Alan Holmes, a 29-year-old television-advertising salesman and social-media marketer, currently rents a one-bedroom apartment close to downtown Atlanta. He said that he prefers to live close to a light-rail stop so he can use mass transit to avoid traffic during his commute. He wants to remain in the center city, but he also wants a yard and more space.

“I will definitely be buying within five years,” Mr. Holmes said. “I hope to buy in the West End or another neighborhood that’s close in. … I want a yard. I like to have space for cookouts and having friends and family over.”

Curtis Witek, a 25-year-old living in Chicago and preparing to start work next month in Chicago Mayor Rahm Emanuel’s office as part of a fellowship program, lives just outside of Chicago’s Loop, its central business district. He is moving this month to a three-bedroom apartment with two roommates in a three-story complex in Chicago’s Noble Square neighborhood. Mr. Witek says one of his first considerations for any new home is whether it is within easy walking distance of a mass-transit stop.

“Eventually, I’d like to own (a home), and five years is a realistic timeframe for that,” he said. “I’d be looking to stay pretty close to downtown. I plan on continuing to work downtown. Staying close to work and friends in the city are priorities in my life at this point.”

The latest ULI survey revealed other aspects of millennial housing preferences, some of which run counter to conventional assumptions. For example, while millennials are generally thought to favor mass transit and ride-sharing services, 83% of the survey’s respondents said they own a car.

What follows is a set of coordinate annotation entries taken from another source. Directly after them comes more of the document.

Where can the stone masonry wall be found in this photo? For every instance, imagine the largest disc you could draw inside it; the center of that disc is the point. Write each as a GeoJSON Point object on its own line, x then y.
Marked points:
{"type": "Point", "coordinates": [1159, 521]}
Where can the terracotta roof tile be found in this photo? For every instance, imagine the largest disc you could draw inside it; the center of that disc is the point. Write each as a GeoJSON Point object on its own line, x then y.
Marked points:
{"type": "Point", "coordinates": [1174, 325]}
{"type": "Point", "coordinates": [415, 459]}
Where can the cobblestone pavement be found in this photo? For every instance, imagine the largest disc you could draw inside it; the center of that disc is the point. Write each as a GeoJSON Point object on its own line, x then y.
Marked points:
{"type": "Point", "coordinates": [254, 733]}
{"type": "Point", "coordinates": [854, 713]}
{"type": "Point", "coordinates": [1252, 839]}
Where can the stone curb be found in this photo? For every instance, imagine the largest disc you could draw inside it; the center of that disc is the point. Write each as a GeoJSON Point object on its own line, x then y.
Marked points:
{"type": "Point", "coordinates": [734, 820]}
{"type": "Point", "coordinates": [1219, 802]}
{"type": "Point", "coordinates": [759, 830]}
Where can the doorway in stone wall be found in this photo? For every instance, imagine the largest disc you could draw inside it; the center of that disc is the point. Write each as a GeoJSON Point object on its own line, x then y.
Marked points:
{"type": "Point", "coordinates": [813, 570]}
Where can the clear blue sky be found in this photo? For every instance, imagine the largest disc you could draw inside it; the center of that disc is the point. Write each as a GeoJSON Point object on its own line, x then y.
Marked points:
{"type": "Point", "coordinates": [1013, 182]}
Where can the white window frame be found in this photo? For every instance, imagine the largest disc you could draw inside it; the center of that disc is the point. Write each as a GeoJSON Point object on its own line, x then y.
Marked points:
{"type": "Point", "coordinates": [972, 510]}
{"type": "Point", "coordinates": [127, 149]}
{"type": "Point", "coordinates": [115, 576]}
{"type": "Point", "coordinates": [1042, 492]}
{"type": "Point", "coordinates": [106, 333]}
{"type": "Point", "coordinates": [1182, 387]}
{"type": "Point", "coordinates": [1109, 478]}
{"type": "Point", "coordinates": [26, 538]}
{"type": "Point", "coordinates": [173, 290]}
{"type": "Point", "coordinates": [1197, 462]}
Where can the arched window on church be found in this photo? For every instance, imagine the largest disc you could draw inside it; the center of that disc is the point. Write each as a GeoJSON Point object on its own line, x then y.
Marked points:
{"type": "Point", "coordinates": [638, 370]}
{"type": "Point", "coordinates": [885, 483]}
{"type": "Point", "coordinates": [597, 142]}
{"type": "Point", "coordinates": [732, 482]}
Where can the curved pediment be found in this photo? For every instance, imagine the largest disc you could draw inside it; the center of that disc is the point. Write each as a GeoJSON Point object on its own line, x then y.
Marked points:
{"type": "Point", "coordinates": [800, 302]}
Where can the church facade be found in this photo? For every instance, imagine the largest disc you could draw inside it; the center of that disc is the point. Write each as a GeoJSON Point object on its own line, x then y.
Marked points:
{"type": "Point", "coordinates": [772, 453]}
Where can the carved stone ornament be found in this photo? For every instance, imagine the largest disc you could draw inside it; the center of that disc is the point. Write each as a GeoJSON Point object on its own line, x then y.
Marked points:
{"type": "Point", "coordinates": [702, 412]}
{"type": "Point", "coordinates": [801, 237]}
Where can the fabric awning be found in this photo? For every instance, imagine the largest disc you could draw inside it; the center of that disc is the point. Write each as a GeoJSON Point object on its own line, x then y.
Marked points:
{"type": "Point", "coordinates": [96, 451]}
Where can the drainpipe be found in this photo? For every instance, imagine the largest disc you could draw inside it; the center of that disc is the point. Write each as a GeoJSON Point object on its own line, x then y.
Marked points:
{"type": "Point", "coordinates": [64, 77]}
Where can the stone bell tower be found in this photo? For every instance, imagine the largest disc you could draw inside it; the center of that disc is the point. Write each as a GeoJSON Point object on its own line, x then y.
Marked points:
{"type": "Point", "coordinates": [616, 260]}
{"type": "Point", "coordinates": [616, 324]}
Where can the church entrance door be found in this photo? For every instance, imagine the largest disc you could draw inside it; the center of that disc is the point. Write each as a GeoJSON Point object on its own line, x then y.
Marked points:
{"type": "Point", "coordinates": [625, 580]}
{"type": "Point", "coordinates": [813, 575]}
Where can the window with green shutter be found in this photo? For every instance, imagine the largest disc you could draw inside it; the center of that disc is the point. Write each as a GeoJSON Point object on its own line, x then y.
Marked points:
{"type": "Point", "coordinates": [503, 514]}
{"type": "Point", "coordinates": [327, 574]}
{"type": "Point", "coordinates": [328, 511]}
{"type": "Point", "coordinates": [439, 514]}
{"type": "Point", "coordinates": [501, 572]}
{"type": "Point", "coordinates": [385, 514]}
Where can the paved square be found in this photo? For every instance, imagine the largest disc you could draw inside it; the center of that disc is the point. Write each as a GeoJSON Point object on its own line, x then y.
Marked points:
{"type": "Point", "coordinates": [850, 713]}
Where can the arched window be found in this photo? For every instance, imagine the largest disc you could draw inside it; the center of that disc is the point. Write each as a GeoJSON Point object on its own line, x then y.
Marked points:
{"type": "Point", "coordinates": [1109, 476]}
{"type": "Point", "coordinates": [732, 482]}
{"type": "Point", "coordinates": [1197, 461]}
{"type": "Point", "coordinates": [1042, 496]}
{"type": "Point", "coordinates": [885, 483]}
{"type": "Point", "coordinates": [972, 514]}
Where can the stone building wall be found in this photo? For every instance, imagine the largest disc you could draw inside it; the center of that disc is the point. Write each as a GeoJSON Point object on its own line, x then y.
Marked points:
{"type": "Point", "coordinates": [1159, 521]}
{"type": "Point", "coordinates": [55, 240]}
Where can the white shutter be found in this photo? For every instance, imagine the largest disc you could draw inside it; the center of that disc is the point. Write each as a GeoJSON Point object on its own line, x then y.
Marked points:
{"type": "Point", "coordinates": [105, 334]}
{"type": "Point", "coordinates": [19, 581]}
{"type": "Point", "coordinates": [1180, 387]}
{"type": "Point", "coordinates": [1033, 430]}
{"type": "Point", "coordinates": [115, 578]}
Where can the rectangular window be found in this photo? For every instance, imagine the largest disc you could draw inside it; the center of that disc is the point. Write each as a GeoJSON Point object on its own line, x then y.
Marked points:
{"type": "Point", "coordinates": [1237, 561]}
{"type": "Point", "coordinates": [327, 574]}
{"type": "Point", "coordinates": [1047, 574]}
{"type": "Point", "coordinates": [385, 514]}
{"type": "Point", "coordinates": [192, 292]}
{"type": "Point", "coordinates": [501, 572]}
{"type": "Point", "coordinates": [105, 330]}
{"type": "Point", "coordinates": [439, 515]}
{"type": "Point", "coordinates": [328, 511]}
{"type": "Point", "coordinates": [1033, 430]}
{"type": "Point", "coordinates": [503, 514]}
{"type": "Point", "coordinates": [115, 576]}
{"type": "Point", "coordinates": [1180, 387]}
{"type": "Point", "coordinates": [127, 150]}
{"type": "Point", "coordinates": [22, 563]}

ULI itself long has championed dense, urban-style development with a mix of housing types and a focus on walkability rather than car-dependency. Yet ULI’s survey, like the 2010 version before it, found that well less than a fifth of Millennials live in the exact places – downtowns – most often associated with urban density.

Specifically, 13% of respondents reported that they live in downtowns, up from 12% in 2010. In contrast, 35% said that they live in “other city neighborhoods” outside of downtown but still in the central city and 15% said they live in “newer suburbs” outside of central cities.

Some experts contend that the focus should be on the type of developments young Americans want to live in rather than whether they’re in downtowns, close-in neighborhoods or suburbs — definitions of which can vary greatly. Christopher Leinberger, a nonresident senior fellow at the Brookings Institution, said 13% of millennials living in downtowns is a much higher rate than for previous generations.

Even so, “most of them live downtown-adjacent or in urbanized suburbs,” said Mr. Leinberger, also a professor of real estate and urban analysis at George Washington University. “They’re in high-density, walkable urban places. It is immaterial as to whether it is downtown, downtown-adjacent or suburban town center. Rather than city versus suburb, it’s walkable urban versus driveable suburban.”